Compared with the prior art, the invention has the following beneficial effects:
1) The invention adopts the weak cation exchange adsorbent to rapidly extract catecholamine and metabolites thereof in blood plasma and urine.
2) The extraction process can be completed within 10 min; and the sample does not require pretreatment.
3) The extraction process has short time, and effectively avoids the trouble caused by the easy degradation of catecholamine substances.
4) The invention rapidly extracts catecholamine and metabolites thereof in blood plasma and urine by the weak magnetic cation exchange adsorbent, and provides an experimental scheme for rapid extraction and detection of catecholamine substances.
Drawings
Other features, objects and advantages of the present invention will become more apparent upon reading of the detailed description of non-limiting embodiments, given with reference to the accompanying drawings in which:
FIG. 1 is a calibration curve of epinephrine (E), norepinephrine (NE), methoxyepinephrine (MN), and Dopamine (DA) in catecholamines and their metabolites;
FIG. 2 is a calibration curve of methoxy norepinephrine (NMN) and 3-methoxy tyramine (3-MT) in catecholamines and their metabolites.
Detailed Description
The present invention will be described in detail with reference to examples. The following examples will assist those skilled in the art in further understanding the present invention, but are not intended to limit the invention in any way. It should be noted that several modifications and improvements can be made by those skilled in the art without departing from the inventive concept. These are all within the scope of the present invention.
Example 1
The present example relates to a method for extracting epinephrine (E), norepinephrine (NE), methoxyepinephrine (MN), dopamine (DA), methoxynorepinephrine (NMN) and 3-methoxytyramine (3-MT) from plasma, urine based on magnetic adsorbents; the method comprises the following steps:
step one: preparing a sample:
all reagents were removed from the refrigerator. The method comprises the following steps of:
0.5mL of ultrapure water was accurately removed into the calibrator with a calibrated 1000. Mu.L pipette, and vortexed for 5min.

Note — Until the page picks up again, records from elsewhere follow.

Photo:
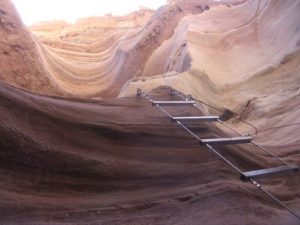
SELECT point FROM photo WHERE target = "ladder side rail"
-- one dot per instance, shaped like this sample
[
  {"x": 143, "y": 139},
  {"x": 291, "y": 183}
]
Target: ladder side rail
[
  {"x": 256, "y": 184},
  {"x": 179, "y": 94}
]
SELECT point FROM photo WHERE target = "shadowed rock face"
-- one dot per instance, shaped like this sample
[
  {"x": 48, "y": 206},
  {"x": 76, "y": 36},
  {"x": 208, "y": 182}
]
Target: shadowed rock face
[{"x": 121, "y": 161}]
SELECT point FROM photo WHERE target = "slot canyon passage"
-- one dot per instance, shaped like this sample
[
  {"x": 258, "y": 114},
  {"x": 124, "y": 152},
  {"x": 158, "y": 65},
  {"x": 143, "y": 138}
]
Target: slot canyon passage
[{"x": 78, "y": 146}]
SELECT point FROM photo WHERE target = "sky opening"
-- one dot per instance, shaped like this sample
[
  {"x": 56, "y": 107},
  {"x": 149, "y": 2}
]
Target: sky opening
[{"x": 33, "y": 11}]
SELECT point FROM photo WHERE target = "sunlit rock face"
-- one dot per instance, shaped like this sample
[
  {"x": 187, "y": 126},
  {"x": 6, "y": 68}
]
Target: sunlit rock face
[{"x": 77, "y": 146}]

Taking out 400 mu L of calibrator, quality control product or sample, adding 20 mu L of internal standard (the internal standard is the isotope internal standard corresponding to the calibrator) into a 1.5mL centrifuge tube, and shaking and mixing uniformly. 500. Mu.L of water or neutral sodium dihydrogen phosphate and disodium hydrogen phosphate buffer were added. Vortex for 5min.
Step two: preparing a magnetic weak cation exchange adsorbent:
taking out the glass bottle filled with the magnetic weak cation exchange adsorption dry powder (magnetic beads), and adding 1mL of water per 50mg to prepare a suspension to obtain the magnetic weak cation exchange adsorbent for later use.
Step three: the extraction process of the magnetic weak cation exchange adsorbent comprises the following steps:
the manual processing steps are as follows:
1) 10 mu L of the suspended magnetic weak cation adsorbent is taken, added into a 1.5mL centrifuge tube, 400 mu L of organic reagent is added to activate the magnetic weak cation exchange adsorbent, and the organic reagent can be methanol or acetonitrile, and acetonitrile is selected in the embodiment. Vortex shaking for 30s, sucking magnetic beads to the tube wall by using a magnetic substance, and removing the solution; and balancing by using ultrapure water, vortex oscillating for 30s, absorbing the weak cation adsorbent to the pipe wall by using a magnetic substance, and removing the solution.
2) Taking 800 mu L of the object to be detected in the centrifuge tube, vortex and shake for 30s, sucking magnetic beads to the tube wall by using a magnetic object, and removing the sample solution.
3) And (3) leaching the weak cation adsorbent with ultrapure water, vortex oscillating for 30s, sucking the magnetic beads to the pipe wall by using a magnetic substance, and removing the solution.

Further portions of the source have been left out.